What if this money went toward something more Americans would get excited about-such as helping kids save for college?

Instead of the Presidential Election Campaign Fund, taxpayers should get the option of sending $3 to a new fund-one dedicated to providing a dollar-for-dollar match for young people saving for college. In particular, this new fund could help support special “children’s savings accounts” increasingly being created nationwide to help lower-and middle-income children save for college.

Under these programs, children typically receive an initial deposit in an account and a 1:1 match of savings they contribute, up to a specified maximum (e.g., $500). In the pioneering Kindergarten to College program in San Francisco, every kindergartener in the city gets $50 to “seed” their savings account ($100 for those on free or reduced lunches), followed by additional incentives to save. Research finds that children with savings are not only more likely to expect to go to college, they are also six times more likely to attend than kids without savings.

A college savings match fund—in which children and their families would contribute up to $500 and the $3 contribution from tax returns would generate matching funds—could ease a major source of financial anxiety for today’s families. According to Pew, 71 percent of Americans say it’s harder to pay for college today than it was a generation ago; 75 percent say college is now too expensive for most Americans to afford. Meanwhile, a global economy demands that young people go to college if they are to succeed in the middle class, let alone compete against their peers in China, India and other aggressively developing countries.

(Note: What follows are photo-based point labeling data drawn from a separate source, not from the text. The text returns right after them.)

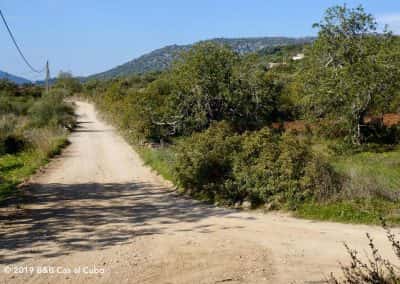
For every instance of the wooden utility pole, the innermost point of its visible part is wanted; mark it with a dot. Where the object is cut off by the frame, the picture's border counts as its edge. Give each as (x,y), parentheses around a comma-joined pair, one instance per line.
(47,77)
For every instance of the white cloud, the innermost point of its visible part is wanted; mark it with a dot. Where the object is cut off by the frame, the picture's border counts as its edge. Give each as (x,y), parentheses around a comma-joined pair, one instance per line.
(392,20)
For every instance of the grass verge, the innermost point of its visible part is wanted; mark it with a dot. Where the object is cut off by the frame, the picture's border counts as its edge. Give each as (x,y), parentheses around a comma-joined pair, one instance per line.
(160,160)
(14,169)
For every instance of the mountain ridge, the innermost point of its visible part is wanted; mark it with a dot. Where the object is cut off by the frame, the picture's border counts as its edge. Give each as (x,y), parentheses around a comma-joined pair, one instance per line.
(14,78)
(161,58)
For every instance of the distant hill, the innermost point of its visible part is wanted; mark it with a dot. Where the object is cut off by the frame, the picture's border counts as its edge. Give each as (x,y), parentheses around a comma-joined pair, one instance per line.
(161,59)
(13,78)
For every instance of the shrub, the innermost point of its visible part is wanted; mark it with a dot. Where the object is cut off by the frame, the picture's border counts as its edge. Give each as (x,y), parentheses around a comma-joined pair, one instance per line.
(260,166)
(376,270)
(11,139)
(52,111)
(204,162)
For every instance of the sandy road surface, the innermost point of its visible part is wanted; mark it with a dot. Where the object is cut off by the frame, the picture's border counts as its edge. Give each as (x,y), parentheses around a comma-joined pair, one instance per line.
(98,207)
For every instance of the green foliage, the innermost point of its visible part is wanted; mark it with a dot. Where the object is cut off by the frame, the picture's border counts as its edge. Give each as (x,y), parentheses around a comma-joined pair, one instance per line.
(32,129)
(202,85)
(51,110)
(260,166)
(205,160)
(350,70)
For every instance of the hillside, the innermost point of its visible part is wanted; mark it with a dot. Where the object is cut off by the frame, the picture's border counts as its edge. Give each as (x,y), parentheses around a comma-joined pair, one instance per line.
(13,78)
(162,58)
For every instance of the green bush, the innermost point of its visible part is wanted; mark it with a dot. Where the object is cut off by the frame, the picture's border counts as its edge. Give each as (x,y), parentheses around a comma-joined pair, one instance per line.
(261,167)
(52,111)
(204,162)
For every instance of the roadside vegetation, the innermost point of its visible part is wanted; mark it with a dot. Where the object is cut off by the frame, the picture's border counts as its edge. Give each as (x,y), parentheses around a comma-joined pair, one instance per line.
(309,136)
(33,128)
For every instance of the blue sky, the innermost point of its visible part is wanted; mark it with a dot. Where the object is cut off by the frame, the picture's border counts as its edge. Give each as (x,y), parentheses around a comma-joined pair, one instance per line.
(90,36)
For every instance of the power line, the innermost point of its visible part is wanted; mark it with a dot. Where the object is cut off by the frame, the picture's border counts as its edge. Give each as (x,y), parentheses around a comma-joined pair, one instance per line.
(17,46)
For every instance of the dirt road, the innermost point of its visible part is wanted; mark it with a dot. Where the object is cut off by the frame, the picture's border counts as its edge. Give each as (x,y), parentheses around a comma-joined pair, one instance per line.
(100,216)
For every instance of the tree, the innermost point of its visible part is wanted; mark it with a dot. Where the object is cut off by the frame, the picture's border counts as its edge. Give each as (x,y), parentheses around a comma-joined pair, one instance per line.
(201,85)
(349,71)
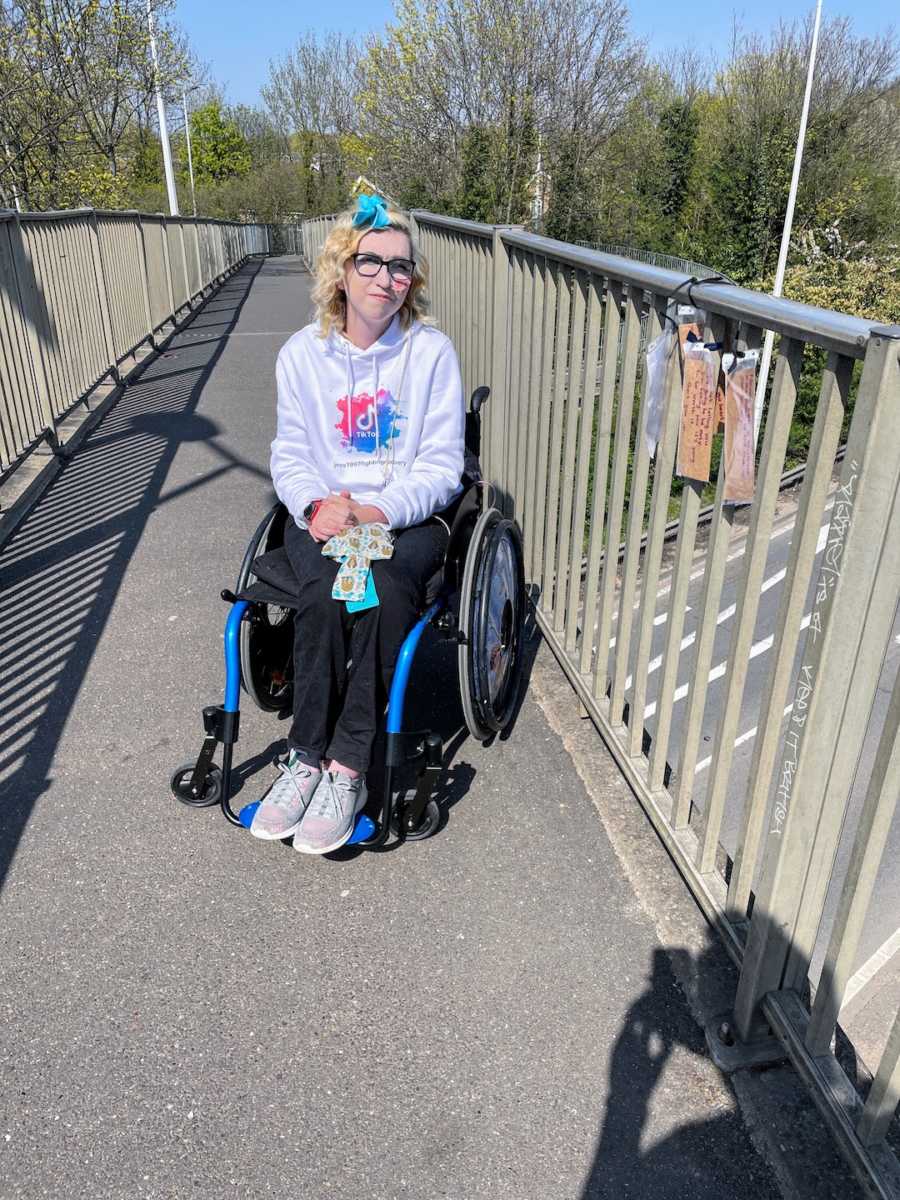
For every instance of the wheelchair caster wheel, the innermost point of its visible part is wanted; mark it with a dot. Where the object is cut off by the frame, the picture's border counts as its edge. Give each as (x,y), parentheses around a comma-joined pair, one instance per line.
(429,825)
(211,787)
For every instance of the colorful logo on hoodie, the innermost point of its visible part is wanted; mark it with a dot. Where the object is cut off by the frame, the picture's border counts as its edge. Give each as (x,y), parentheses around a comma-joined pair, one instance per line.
(367,424)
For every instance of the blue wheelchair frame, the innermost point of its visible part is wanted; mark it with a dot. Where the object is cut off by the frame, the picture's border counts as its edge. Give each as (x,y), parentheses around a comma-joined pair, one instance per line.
(222,724)
(202,784)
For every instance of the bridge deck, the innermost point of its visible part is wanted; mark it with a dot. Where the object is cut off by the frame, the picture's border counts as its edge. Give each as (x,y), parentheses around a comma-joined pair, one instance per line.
(190,1012)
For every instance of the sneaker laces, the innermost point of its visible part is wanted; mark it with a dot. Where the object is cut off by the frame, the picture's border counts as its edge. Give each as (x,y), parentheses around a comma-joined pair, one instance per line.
(283,796)
(328,802)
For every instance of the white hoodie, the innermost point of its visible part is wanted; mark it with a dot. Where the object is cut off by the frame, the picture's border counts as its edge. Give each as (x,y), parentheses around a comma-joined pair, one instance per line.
(384,424)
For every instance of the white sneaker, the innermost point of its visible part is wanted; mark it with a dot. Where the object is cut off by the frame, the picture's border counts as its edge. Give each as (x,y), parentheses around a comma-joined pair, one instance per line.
(331,814)
(287,799)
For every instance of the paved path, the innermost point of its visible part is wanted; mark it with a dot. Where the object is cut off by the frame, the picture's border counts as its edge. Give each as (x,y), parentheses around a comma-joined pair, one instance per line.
(187,1012)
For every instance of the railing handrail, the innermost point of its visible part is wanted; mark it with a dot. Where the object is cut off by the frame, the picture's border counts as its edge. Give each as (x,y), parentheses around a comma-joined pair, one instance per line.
(69,214)
(831,330)
(460,225)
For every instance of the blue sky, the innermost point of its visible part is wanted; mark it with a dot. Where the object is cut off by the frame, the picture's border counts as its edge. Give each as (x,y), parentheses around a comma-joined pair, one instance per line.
(238,40)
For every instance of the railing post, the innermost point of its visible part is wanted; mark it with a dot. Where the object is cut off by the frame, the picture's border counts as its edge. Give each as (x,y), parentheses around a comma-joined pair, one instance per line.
(184,263)
(100,276)
(141,246)
(167,259)
(499,366)
(841,659)
(37,325)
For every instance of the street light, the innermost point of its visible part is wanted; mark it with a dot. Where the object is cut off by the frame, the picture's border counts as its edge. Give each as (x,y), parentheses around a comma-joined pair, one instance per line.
(161,112)
(789,222)
(190,160)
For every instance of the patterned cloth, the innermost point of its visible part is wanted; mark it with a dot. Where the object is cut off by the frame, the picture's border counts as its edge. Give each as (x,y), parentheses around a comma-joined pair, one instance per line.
(357,549)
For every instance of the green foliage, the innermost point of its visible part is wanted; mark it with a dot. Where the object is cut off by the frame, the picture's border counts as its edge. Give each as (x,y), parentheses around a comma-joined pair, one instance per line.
(220,149)
(477,198)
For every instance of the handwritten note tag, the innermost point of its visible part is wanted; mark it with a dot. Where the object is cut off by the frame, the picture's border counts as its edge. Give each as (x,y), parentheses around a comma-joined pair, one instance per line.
(695,441)
(739,402)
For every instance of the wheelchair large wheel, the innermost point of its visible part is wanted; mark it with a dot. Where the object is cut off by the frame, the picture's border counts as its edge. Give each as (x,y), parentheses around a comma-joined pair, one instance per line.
(492,622)
(267,635)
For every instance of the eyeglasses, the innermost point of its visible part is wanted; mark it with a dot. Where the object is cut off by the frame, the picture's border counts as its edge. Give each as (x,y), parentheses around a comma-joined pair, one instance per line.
(400,269)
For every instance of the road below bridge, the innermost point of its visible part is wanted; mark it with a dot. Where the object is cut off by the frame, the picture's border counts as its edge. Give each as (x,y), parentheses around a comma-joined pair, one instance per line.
(189,1012)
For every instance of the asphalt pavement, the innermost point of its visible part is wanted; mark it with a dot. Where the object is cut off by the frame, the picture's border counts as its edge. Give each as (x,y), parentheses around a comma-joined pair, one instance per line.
(189,1012)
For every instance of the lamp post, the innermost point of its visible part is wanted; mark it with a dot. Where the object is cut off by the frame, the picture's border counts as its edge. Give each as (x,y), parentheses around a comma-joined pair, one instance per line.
(161,112)
(789,222)
(190,159)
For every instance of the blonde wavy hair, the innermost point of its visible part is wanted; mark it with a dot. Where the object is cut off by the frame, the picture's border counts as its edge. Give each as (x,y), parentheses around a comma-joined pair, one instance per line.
(341,243)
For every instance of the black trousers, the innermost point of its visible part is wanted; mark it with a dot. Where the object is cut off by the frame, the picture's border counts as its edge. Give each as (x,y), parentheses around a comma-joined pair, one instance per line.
(337,708)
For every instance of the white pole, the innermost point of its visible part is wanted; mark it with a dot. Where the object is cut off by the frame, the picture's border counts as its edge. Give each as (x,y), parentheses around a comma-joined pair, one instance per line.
(16,193)
(789,222)
(190,160)
(161,112)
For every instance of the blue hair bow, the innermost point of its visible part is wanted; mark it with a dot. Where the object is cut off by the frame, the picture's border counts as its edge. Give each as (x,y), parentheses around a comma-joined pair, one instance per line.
(371,209)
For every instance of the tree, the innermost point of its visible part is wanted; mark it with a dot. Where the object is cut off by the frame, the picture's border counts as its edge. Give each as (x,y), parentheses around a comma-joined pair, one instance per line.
(220,149)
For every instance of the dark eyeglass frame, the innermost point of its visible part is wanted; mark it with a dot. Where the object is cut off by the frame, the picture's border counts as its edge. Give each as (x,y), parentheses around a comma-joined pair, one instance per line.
(405,268)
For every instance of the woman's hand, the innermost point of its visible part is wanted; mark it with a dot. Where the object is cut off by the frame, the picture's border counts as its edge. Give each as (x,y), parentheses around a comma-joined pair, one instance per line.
(369,514)
(334,515)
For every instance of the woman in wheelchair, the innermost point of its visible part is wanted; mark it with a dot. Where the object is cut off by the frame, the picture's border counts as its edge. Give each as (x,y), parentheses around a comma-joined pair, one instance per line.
(370,433)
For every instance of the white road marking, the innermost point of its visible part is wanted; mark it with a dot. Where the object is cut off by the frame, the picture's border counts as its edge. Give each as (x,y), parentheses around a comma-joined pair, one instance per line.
(738,742)
(861,978)
(718,671)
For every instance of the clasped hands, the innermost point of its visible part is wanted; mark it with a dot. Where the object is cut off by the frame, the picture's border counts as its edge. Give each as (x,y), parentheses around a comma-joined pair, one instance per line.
(339,513)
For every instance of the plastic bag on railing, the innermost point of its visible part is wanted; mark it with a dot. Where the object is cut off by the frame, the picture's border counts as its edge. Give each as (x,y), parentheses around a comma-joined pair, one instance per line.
(659,355)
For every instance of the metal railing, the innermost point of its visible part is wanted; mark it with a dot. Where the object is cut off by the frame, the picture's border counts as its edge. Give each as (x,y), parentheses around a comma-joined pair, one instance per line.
(81,291)
(556,331)
(671,262)
(315,232)
(286,238)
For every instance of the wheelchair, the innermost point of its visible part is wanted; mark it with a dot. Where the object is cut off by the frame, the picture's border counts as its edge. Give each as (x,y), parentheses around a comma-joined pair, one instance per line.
(475,600)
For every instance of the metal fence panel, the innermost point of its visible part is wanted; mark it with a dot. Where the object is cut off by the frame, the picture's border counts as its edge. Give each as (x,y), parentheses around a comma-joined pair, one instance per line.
(565,451)
(79,291)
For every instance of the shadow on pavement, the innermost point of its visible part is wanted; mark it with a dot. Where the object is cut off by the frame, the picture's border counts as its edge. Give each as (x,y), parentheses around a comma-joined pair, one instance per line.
(63,569)
(699,1159)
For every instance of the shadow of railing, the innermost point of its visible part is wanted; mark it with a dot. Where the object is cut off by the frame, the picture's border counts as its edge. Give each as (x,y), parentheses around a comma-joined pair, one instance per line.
(64,568)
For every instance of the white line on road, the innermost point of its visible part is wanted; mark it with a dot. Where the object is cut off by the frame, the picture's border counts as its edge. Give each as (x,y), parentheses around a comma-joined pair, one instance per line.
(718,671)
(738,742)
(861,978)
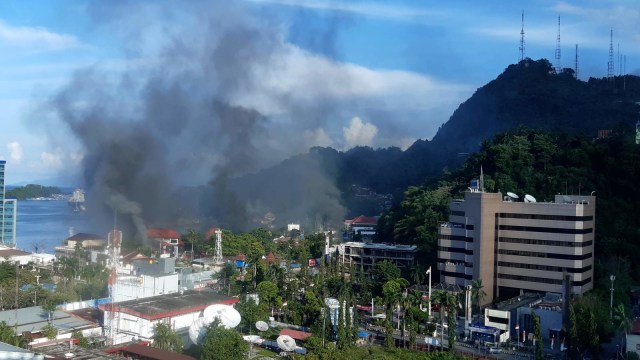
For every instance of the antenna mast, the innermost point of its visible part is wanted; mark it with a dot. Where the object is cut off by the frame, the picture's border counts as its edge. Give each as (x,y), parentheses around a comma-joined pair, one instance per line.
(522,39)
(610,63)
(576,68)
(558,63)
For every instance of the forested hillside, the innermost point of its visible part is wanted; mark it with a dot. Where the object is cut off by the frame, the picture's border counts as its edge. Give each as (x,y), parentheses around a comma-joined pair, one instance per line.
(526,94)
(542,164)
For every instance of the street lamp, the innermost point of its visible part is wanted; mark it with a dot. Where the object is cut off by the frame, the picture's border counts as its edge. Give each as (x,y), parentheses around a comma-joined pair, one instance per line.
(612,277)
(429,308)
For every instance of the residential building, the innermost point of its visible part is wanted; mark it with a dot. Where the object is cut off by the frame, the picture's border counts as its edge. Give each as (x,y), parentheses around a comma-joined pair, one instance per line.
(8,213)
(516,247)
(361,228)
(136,319)
(365,255)
(166,241)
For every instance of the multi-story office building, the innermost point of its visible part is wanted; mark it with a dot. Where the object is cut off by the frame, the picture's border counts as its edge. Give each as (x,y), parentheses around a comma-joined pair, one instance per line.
(517,246)
(8,212)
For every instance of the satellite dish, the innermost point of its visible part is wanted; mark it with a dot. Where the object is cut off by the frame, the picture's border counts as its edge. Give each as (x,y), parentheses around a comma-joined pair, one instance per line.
(227,315)
(332,303)
(512,195)
(286,343)
(198,329)
(262,326)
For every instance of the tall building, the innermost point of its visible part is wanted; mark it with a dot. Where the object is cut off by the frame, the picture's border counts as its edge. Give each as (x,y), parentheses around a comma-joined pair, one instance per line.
(518,246)
(8,212)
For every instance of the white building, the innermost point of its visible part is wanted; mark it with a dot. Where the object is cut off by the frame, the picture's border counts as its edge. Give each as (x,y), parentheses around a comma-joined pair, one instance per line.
(136,319)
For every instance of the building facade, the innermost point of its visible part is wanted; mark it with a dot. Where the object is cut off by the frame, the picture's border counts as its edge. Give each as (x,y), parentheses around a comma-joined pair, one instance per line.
(515,246)
(365,255)
(8,212)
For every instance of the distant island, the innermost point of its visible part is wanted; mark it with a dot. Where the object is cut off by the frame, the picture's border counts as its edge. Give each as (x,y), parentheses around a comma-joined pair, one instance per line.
(36,192)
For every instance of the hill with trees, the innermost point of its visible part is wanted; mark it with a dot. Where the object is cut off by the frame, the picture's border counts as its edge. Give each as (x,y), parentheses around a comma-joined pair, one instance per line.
(529,94)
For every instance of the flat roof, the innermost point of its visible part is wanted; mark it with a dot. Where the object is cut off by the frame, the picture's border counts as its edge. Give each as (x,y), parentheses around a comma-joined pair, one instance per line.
(34,318)
(380,246)
(170,305)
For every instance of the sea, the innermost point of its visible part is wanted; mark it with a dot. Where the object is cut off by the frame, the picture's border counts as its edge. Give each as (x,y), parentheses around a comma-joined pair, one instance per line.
(44,224)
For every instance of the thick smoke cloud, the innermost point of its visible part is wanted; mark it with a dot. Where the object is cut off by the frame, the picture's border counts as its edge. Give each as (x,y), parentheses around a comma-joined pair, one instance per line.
(184,113)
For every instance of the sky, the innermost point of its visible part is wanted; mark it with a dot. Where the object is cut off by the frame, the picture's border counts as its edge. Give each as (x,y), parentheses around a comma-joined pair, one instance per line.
(386,72)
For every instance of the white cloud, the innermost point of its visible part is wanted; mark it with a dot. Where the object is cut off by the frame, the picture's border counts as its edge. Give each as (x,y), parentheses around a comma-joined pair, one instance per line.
(317,137)
(368,9)
(359,133)
(37,38)
(15,151)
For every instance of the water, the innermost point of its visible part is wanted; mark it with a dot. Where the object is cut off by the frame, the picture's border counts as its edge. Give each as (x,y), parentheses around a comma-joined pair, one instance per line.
(43,225)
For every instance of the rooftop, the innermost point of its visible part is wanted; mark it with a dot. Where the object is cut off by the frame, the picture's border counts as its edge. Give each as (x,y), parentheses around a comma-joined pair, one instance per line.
(162,233)
(169,305)
(12,252)
(380,246)
(34,318)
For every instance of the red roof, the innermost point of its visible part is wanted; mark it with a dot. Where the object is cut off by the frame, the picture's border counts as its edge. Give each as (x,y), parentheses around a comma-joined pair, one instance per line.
(210,233)
(162,234)
(635,327)
(295,334)
(362,220)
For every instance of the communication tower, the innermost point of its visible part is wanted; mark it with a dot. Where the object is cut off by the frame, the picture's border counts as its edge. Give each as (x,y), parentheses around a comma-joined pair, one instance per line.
(522,54)
(114,240)
(576,66)
(610,66)
(217,258)
(558,63)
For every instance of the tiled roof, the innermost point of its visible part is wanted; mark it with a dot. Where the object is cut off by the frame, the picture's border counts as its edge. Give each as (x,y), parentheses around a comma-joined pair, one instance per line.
(162,234)
(295,334)
(362,220)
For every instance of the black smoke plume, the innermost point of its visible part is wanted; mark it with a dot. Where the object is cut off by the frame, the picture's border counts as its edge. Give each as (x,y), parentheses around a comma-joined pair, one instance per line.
(170,117)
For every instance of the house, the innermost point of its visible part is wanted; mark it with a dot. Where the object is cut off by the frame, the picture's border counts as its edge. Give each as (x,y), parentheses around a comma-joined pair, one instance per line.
(136,319)
(166,241)
(361,228)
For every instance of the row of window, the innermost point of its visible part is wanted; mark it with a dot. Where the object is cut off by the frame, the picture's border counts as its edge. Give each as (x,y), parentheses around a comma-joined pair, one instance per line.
(544,255)
(546,229)
(454,274)
(545,217)
(456,237)
(546,242)
(542,280)
(544,267)
(455,250)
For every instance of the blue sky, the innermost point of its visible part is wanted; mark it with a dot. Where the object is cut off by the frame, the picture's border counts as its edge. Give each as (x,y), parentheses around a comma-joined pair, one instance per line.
(391,72)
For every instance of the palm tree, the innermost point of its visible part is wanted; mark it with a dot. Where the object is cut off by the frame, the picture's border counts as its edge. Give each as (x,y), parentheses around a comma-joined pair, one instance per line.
(622,318)
(477,294)
(417,273)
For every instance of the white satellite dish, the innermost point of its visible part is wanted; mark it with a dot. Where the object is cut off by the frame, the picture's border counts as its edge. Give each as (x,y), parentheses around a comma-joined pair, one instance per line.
(332,303)
(198,329)
(262,326)
(227,315)
(286,343)
(512,195)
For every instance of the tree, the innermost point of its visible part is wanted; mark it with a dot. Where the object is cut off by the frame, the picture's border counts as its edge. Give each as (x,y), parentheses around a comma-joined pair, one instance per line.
(49,307)
(477,292)
(166,339)
(221,343)
(537,333)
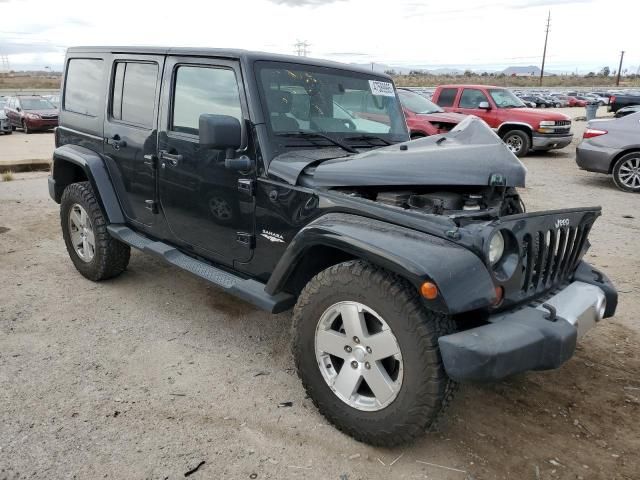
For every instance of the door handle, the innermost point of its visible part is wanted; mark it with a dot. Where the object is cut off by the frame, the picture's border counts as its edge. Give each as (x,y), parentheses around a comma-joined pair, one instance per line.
(116,142)
(171,158)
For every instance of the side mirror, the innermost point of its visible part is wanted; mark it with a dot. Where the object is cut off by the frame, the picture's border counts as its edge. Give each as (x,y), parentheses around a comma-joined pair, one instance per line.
(220,132)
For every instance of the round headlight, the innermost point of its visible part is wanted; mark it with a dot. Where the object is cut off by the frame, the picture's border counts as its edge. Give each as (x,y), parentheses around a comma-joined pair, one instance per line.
(496,248)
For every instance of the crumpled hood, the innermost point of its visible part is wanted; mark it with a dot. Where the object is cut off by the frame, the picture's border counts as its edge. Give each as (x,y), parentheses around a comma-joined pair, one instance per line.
(468,155)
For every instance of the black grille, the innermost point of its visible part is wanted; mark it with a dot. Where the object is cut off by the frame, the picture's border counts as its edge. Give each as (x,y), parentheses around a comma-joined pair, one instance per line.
(551,245)
(551,256)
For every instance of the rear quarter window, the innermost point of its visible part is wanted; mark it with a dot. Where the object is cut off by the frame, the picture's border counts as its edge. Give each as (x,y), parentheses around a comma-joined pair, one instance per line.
(447,97)
(82,91)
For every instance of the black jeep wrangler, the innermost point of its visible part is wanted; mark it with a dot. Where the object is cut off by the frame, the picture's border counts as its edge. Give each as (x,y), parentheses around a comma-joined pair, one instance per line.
(292,183)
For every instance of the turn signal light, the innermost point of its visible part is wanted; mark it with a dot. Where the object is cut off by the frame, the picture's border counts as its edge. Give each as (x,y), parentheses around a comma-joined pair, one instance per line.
(499,295)
(593,132)
(429,290)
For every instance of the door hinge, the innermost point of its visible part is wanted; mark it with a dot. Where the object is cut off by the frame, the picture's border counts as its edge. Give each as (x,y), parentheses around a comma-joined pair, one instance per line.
(246,239)
(151,160)
(245,185)
(151,205)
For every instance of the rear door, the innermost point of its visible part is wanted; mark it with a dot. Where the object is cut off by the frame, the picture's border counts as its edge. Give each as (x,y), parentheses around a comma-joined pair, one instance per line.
(130,133)
(208,207)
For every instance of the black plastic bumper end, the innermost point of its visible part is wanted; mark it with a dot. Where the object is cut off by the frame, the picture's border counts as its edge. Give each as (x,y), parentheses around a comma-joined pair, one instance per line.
(527,341)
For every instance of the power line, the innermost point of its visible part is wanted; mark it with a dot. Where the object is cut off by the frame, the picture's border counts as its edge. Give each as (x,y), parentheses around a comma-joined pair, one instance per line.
(544,52)
(5,67)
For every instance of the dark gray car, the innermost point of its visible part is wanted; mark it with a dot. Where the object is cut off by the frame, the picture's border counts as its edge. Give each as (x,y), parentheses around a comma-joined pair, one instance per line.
(613,147)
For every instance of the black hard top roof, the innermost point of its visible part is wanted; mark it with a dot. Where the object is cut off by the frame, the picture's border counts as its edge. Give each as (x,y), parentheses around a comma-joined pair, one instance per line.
(247,55)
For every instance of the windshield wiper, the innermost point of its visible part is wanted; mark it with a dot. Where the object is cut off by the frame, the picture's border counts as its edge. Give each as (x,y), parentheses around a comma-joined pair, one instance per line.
(311,135)
(368,138)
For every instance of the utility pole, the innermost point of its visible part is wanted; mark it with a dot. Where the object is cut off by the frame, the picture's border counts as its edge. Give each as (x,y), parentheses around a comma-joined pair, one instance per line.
(619,69)
(5,67)
(302,48)
(544,52)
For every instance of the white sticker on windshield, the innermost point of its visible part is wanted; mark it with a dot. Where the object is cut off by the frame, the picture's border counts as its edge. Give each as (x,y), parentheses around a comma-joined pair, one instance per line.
(382,88)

Even a relatively low participation rate in a college savings check-off could generate significant revenues. Despite last year’s low participation, the Presidential Election Campaign Fund collected nearly $40 million. If participation levels reach what they did in the early 1970s-young savers could benefit to the tune of hundreds of millions of dollars.

Without doubt, American families could use help to keep up with soaring college costs. Many states now offer 529 college savings plans, which provide an implicit savings match through tax preferred growth of savings and, in some cases, tax deductions for contributions. These accounts, however, work best for middle- and higher-income households, while a college savings match could provide equal benefit to low- and moderate-income households as well.

While two-thirds of parents are actively saving for college, a survey by Fidelity Investments finds most parents are also far behind in their ability to save enough to meet costs. According to Fidelity, the typical family is on track to meet just 30 percent of the expected cost of college.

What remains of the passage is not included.